Everolimus in hormone receptor-positive metastatic breast cancer: PIK3CA mutation H1047R was a potential efficacy biomarker in a retrospective study

Background: Everolimus, an inhibitor of mammalian target of rapamycin (mTOR), has been shown to increase the efficacy of endocrine therapies in hormone receptor (HR)-positive metastatic breast cancer. However, because breast cancer is a highly heterogeneous disease, the responses of different patients to everolimus may vary. Therefore, we performed this study to better select patients who will benefit most from or be resistant to everolimus. Methods: Patients with HR-positive breast cancer who were treated with everolimus at the Cancer Hospital, Chinese Academy of Medical Sciences from February 2014 to March 2017 were enrolled in the present study. Mutations in ctDNA were assayed in 1021 tumor-related genes via gene panel target capture-based next-generation sequencing. Results: In total, 120 patients with metastatic breast cancer who were treated with everolimus were enrolled in the present study. The median progression-free survival (PFS) of all patients was 5.1 months (95% confidence interval [CI] 3.9-6.3 months). No difference in survival was observed between patients who received endocrine drugs used in previous treatment regimens and patients who did not receive these drugs (median PFS 5.2 and 5.1 months, respectively, p > 0.05). Additionally, we did not find any difference in outcomes between patients who had primary resistance to previously used endocrine drugs and patients who had nonprimary resistance to previous treatments (p > 0.05).
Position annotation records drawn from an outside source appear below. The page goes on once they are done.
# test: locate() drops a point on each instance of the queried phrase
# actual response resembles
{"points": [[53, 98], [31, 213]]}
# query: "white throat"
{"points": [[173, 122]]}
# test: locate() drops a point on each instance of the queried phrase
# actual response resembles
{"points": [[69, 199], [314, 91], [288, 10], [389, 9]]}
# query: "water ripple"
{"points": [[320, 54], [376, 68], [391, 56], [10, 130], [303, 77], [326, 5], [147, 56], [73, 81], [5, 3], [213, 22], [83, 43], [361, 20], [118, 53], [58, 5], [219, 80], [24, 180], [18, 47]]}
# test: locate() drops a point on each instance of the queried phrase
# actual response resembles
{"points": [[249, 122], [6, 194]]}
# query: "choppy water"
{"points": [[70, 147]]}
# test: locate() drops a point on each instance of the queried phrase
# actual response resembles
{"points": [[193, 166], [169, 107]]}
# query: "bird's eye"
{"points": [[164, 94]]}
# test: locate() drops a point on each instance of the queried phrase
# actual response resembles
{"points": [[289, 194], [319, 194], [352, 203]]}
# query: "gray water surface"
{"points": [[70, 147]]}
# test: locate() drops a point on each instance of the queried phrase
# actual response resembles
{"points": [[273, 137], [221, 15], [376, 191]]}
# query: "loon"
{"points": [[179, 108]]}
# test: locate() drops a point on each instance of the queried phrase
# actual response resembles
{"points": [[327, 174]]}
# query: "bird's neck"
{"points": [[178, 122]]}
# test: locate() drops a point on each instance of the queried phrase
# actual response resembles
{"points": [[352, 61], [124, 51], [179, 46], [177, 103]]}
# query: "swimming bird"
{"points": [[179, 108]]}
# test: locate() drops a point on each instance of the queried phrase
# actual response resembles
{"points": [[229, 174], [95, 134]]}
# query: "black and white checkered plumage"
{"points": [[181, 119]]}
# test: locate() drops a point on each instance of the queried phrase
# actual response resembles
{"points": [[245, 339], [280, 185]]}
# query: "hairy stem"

Multivariate analysis showed that < 3 metastatic sites, < 2 lines of previous endocrine therapy, < 2 lines of previous chemotherapy, and treatment with everolimus combined with fulvestrant were associated with improved survival (p < 0.05). Sixteen patients underwent ctDNA analysis before everolimus treatment. The frequency of PIK3CA gene mutations was 62.5%, and H1047R was the most frequently detected mutation. Patients with the PIK3CA/H1047R mutation had longer PFS than patients with wild-type or other mutant forms of PIK3CA, and the median PFS in these two groups of patients was 8.8 and 4.1 months, respectively (p < 0.05). Conclusions: Our data suggest that patients who receive more lines of chemotherapy or endocrine therapy are less likely to benefit from everolimus. For everolimus combination therapy, we can even select endocrine drugs that gave rise to primary resistance in previous treatments. Additionally, the PIK3CA/H1047R mutation may be a potential biomarker of sensitivity to everolimus.